Since the NFL draft in April, labor issues have dominated football coverage. Rather than focusing on free agency, the most covered stories are the court battles in Minnesota. Like the NBA, there is a possibility of a shortened 2011 season.
While both leagues face similar problems, the reasons for each respective lockout are incredibly different.
The NFL is a world class business model. The owners consistently make money and the league's popularity is unrivaled in America. However, as with any business, no matter how successful, there is always an incentive to cut costs. Labor is a big cost.
The NBA, on the other hand, does not enjoy the league-wide profit margins of the NFL. Some teams lose money. Of course, it's hard to feel sympathy for owners when they're the ones who offer excessive contracts for role players and wannabe superstars.
As the owners and players in each league take their seats at the negotiating tables, a seat remains vacant: that of the fans. There are no unions or commissioners for the fans. We sit by and watch millionaires squabble over more money than most of us will ever have.
As horrible as it sounds, our concerns don't matter. Both leagues know that when the dust settles and games are played, people will watch. Not only will they watch, people will go to the stadiums, buy jerseys, spend their work day on ESPN.com and flock the sports books in Las Vegas.
In a capitalist society, the consumer wields enormous power. If you are consistently underwhelmed at McDonald's, you will start eating at Burger King. If you're Windows PC drives you crazy, you can buy a Mac. If you don't like your Chevy, you trade it in for a Ford. Every dollar spent is a vote cast.
With sports, the equation changes. If either league misses games, fans' outrage should dictate that they strike too. But we won't.
The truth is, we love sports. As the power brokers in each league argue for weeks or months, we will just wait. When playing resumes, we will come back. When you love something, you don't want to be without it.
The owners know this.
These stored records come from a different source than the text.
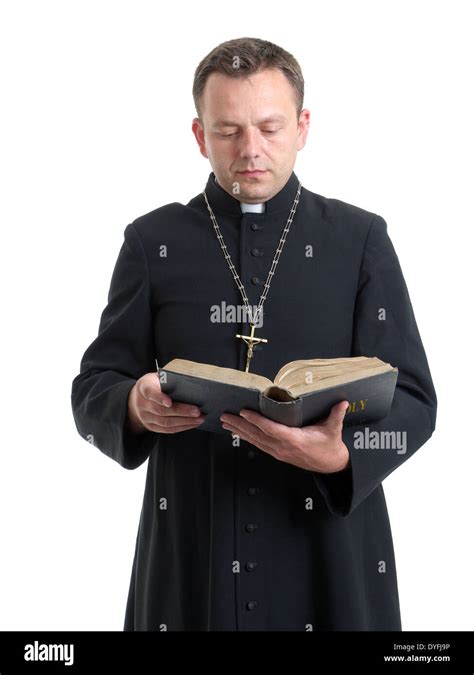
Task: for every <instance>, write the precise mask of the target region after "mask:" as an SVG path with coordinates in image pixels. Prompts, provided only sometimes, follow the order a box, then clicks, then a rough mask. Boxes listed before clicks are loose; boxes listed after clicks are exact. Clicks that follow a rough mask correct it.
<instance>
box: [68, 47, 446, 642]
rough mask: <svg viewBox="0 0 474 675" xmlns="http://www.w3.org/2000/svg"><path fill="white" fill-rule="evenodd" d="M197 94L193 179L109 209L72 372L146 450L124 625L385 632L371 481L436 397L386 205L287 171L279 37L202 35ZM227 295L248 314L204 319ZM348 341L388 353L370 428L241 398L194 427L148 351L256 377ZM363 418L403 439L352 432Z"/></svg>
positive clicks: (140, 447)
mask: <svg viewBox="0 0 474 675" xmlns="http://www.w3.org/2000/svg"><path fill="white" fill-rule="evenodd" d="M193 95H194V101H195V104H196V109H197V114H198V116H197V117H196V118H195V119H194V120H193V125H192V129H193V132H194V135H195V138H196V141H197V144H198V147H199V150H200V152H201V154H202V155H203V156H204V157H206V158H207V159H208V160H209V162H210V165H211V168H212V171H211V173H210V174H209V176H208V179H207V183H206V184H205V186H204V189H203V190H202V191H200V192H199V193H198V194H196V196H194V197H193V198H192V199H190V201H188V202H187V203H186V204H181V203H171V204H166V205H163V206H160V207H159V208H157V209H155V210H153V211H151V212H150V213H147V214H145V215H142V216H140V217H138V218H136V219H135V220H134V221H133V222H130V223H129V224H128V225H127V226H126V228H125V231H124V241H123V244H122V247H121V250H120V252H119V254H118V258H117V262H116V265H115V268H114V270H113V274H112V279H111V284H110V290H109V295H108V303H107V305H106V307H105V309H104V311H103V313H102V316H101V319H100V325H99V331H98V335H97V337H96V338H95V339H94V340H93V341H92V343H91V344H90V346H89V347H88V348H87V350H86V351H85V353H84V355H83V357H82V361H81V365H80V372H79V373H78V375H77V376H76V377H75V379H74V381H73V384H72V409H73V413H74V418H75V422H76V426H77V429H78V432H79V433H80V434H81V435H82V436H83V437H84V439H87V440H89V441H90V440H91V439H92V441H93V443H94V445H95V446H96V447H97V448H98V449H99V450H100V451H102V452H103V453H105V454H106V455H108V456H109V457H110V458H111V459H113V460H115V461H116V462H118V463H119V464H120V465H121V466H123V467H124V468H127V469H135V468H136V467H139V466H141V465H142V464H143V463H144V462H148V465H147V472H146V482H145V488H144V497H143V506H142V510H141V515H140V522H139V526H138V534H137V539H136V545H135V551H134V558H133V566H132V571H131V578H130V588H129V594H128V601H127V603H126V608H125V621H124V630H135V631H143V630H146V631H148V630H157V631H165V630H171V631H189V630H198V631H223V630H225V631H324V630H331V631H336V630H369V631H372V630H374V631H375V630H401V625H402V624H401V617H400V607H399V599H398V589H397V575H396V564H395V555H394V548H393V542H392V536H391V529H390V522H389V517H388V514H387V507H386V503H385V498H384V491H383V486H382V483H383V480H384V479H385V478H386V477H387V476H388V475H389V474H391V473H392V472H393V471H394V470H396V469H398V468H399V467H400V466H401V465H402V464H403V463H404V462H405V461H406V460H407V459H409V458H410V457H411V456H412V455H413V454H414V453H415V452H416V451H417V450H418V449H419V448H420V447H421V446H422V445H423V444H425V443H426V441H427V440H428V439H429V438H430V436H431V435H432V433H433V431H434V428H435V420H436V406H437V402H436V394H435V390H434V387H433V382H432V379H431V375H430V370H429V366H428V362H427V358H426V355H425V351H424V348H423V344H422V341H421V338H420V334H419V331H418V328H417V323H416V320H415V316H414V312H413V308H412V304H411V302H410V298H409V294H408V290H407V286H406V284H405V280H404V277H403V274H402V270H401V268H400V264H399V260H398V257H397V254H396V252H395V250H394V247H393V245H392V242H391V240H390V238H389V235H388V232H387V223H386V221H385V220H384V219H383V218H382V217H381V216H380V215H378V214H376V213H373V212H371V211H368V210H365V209H362V208H360V207H356V206H353V205H350V204H347V203H345V202H342V201H340V200H337V199H332V198H327V197H324V196H322V195H319V194H317V193H315V192H313V191H311V190H310V189H308V188H306V187H305V186H302V185H301V183H300V181H299V179H298V177H297V175H296V174H295V171H294V165H295V161H296V155H297V152H298V151H299V150H301V149H302V148H303V147H304V145H305V142H306V138H307V134H308V131H309V123H310V113H309V110H307V109H304V108H303V77H302V73H301V69H300V67H299V65H298V63H297V61H296V59H295V58H294V57H293V56H292V55H291V54H289V53H288V52H286V51H285V50H283V49H282V48H281V47H278V46H277V45H274V44H272V43H269V42H267V41H264V40H260V39H253V38H240V39H236V40H230V41H228V42H225V43H223V44H221V45H219V46H218V47H216V48H215V49H214V50H212V52H211V53H210V54H208V55H207V56H206V57H205V58H204V59H203V60H202V61H201V63H200V64H199V66H198V68H197V70H196V73H195V78H194V87H193ZM223 305H224V306H226V307H234V308H238V309H241V310H245V311H244V312H234V313H233V316H234V318H235V317H238V320H239V321H238V322H237V321H229V320H228V319H229V316H228V315H227V313H225V314H224V315H223V316H222V317H221V319H222V320H221V321H216V320H215V308H216V306H223ZM211 317H212V320H211ZM350 356H376V357H378V358H380V359H382V360H383V361H385V362H388V363H390V364H391V365H392V366H396V367H397V368H398V369H399V375H398V381H397V386H396V390H395V394H394V398H393V402H392V407H391V410H390V414H389V415H388V416H387V417H385V418H384V419H382V420H379V421H378V422H375V423H372V424H370V425H361V426H349V425H347V424H345V423H344V420H345V414H346V409H347V407H348V401H341V402H339V403H338V404H337V405H335V406H334V407H333V408H332V410H331V412H330V414H329V416H328V417H327V418H326V419H324V420H322V421H319V422H317V423H313V424H309V425H307V426H304V427H302V428H290V427H287V426H285V425H282V424H278V423H276V422H273V421H271V420H268V419H266V418H265V417H263V416H262V415H260V414H258V413H256V412H254V411H248V410H242V411H240V414H238V415H233V414H225V415H223V416H222V419H221V422H222V430H221V432H220V433H211V432H208V431H205V430H204V429H200V426H201V424H202V421H203V419H204V414H203V412H202V410H200V409H199V408H197V407H195V406H192V405H189V404H187V403H184V402H182V401H175V400H172V399H171V398H170V396H169V395H167V394H165V392H164V391H162V390H161V387H160V382H159V378H158V377H157V373H156V365H155V364H156V363H158V364H159V365H160V366H163V365H164V364H166V363H167V362H168V361H170V360H171V359H174V358H181V359H190V360H193V361H198V362H201V363H209V364H214V365H217V366H223V367H228V368H235V369H241V370H248V371H249V372H254V373H258V374H259V375H263V376H265V377H268V378H270V379H273V377H274V376H275V374H276V372H277V371H278V370H279V369H280V368H281V366H282V365H283V364H285V363H287V362H288V361H292V360H296V359H314V358H328V359H329V358H340V357H350ZM367 430H368V431H367ZM379 436H380V437H382V436H383V437H384V438H394V439H398V438H401V437H403V439H404V443H403V447H401V446H400V444H397V443H393V444H390V443H388V444H387V443H384V444H382V445H381V446H380V447H379V448H378V449H377V447H376V446H377V444H375V445H374V444H373V443H372V441H371V442H370V443H367V442H364V440H363V439H364V438H369V437H370V439H374V438H375V439H377V438H378V437H379ZM361 438H362V441H361ZM415 498H416V497H415V495H412V500H411V508H415V505H416V502H415ZM407 508H410V506H408V507H407Z"/></svg>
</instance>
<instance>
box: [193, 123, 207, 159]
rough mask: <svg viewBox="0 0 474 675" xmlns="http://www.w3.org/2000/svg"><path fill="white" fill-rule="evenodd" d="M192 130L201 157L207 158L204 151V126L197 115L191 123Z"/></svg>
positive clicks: (205, 151) (205, 141)
mask: <svg viewBox="0 0 474 675" xmlns="http://www.w3.org/2000/svg"><path fill="white" fill-rule="evenodd" d="M191 128H192V131H193V134H194V137H195V138H196V141H197V144H198V146H199V151H200V153H201V155H202V156H203V157H206V158H207V159H209V157H208V155H207V151H206V139H205V137H204V127H203V125H202V122H201V120H200V119H199V117H195V118H194V119H193V123H192V127H191Z"/></svg>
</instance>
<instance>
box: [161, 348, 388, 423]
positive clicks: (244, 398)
mask: <svg viewBox="0 0 474 675" xmlns="http://www.w3.org/2000/svg"><path fill="white" fill-rule="evenodd" d="M158 377H159V380H160V386H161V389H162V390H163V391H164V392H166V393H167V394H169V396H170V397H171V398H172V399H173V401H181V402H183V403H192V404H194V405H197V406H199V407H200V408H201V410H202V412H203V414H204V415H205V416H206V420H205V422H203V423H202V424H201V425H200V426H199V427H198V428H199V429H203V430H205V431H214V432H217V433H227V432H226V430H225V429H222V426H221V422H220V419H219V418H220V416H221V415H222V414H223V413H224V412H227V413H231V414H234V415H238V414H239V412H240V411H241V410H242V408H246V409H248V410H255V411H256V412H259V413H261V414H262V415H264V416H265V417H268V418H269V419H272V420H274V421H275V422H280V423H281V424H285V425H287V426H290V427H301V426H306V425H308V424H314V423H316V422H318V421H320V420H322V419H324V418H325V417H327V416H328V415H329V413H330V411H331V408H332V406H333V405H335V404H336V403H339V402H340V401H344V400H346V401H348V402H349V404H350V409H349V410H348V412H347V413H346V416H345V418H344V425H349V424H364V423H368V422H373V421H376V420H379V419H382V418H383V417H386V416H387V415H388V414H389V412H390V408H391V405H392V399H393V394H394V391H395V386H396V382H397V377H398V368H394V367H393V366H391V365H390V364H389V363H385V362H384V361H381V360H380V359H378V358H377V357H375V356H374V357H367V356H353V357H348V358H336V359H309V360H299V361H290V362H289V363H286V364H285V365H284V366H283V367H282V368H280V370H279V371H278V373H277V374H276V376H275V378H274V380H273V382H272V381H271V380H269V379H268V378H266V377H263V376H262V375H257V374H255V373H246V372H244V371H241V370H234V369H233V368H223V367H221V366H213V365H210V364H207V363H198V362H196V361H188V360H185V359H173V360H172V361H169V362H168V363H167V364H166V365H165V366H164V367H163V368H160V367H158Z"/></svg>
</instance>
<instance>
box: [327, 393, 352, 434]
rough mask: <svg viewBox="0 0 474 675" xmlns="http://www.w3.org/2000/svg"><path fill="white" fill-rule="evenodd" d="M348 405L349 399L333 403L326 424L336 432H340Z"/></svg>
mask: <svg viewBox="0 0 474 675" xmlns="http://www.w3.org/2000/svg"><path fill="white" fill-rule="evenodd" d="M348 407H349V402H348V401H340V402H339V403H336V405H333V407H332V408H331V412H330V413H329V417H328V418H327V419H326V422H325V423H324V425H325V426H326V427H327V428H329V429H330V430H331V431H333V432H334V433H337V434H338V433H340V431H341V428H342V425H343V422H344V417H345V416H346V411H347V409H348Z"/></svg>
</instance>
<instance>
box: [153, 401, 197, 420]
mask: <svg viewBox="0 0 474 675" xmlns="http://www.w3.org/2000/svg"><path fill="white" fill-rule="evenodd" d="M145 401H146V402H144V404H143V406H140V408H141V410H143V411H145V410H146V411H148V412H150V413H153V414H154V415H163V416H172V417H199V415H200V414H201V410H200V408H198V407H197V406H195V405H189V403H177V402H175V403H173V405H172V406H171V407H170V408H166V407H165V406H163V405H159V404H154V405H150V403H149V401H148V400H147V399H145Z"/></svg>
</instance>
Maybe attendance and TV ratings will temporarily decline, but by each sports' playoffs they will be back to normal. Although the fans will be disgusted if a lockout drags on, eventually we will return. We always do.
We won't boycott either league. If we did, it'd be like the parable of the prodigal son. Except if the father, distraught after his son left, showed his displeasure by refusing to see him. No matter how much a person or thing may hurt you, if you love something, you want it in your life. Always.
I hope the NFL and NBA return as scheduled this fall. If they don't, I will be upset, but I will wait. When playing resumes, I will watch again. Maybe I shouldn't, but I'm too in love with sports.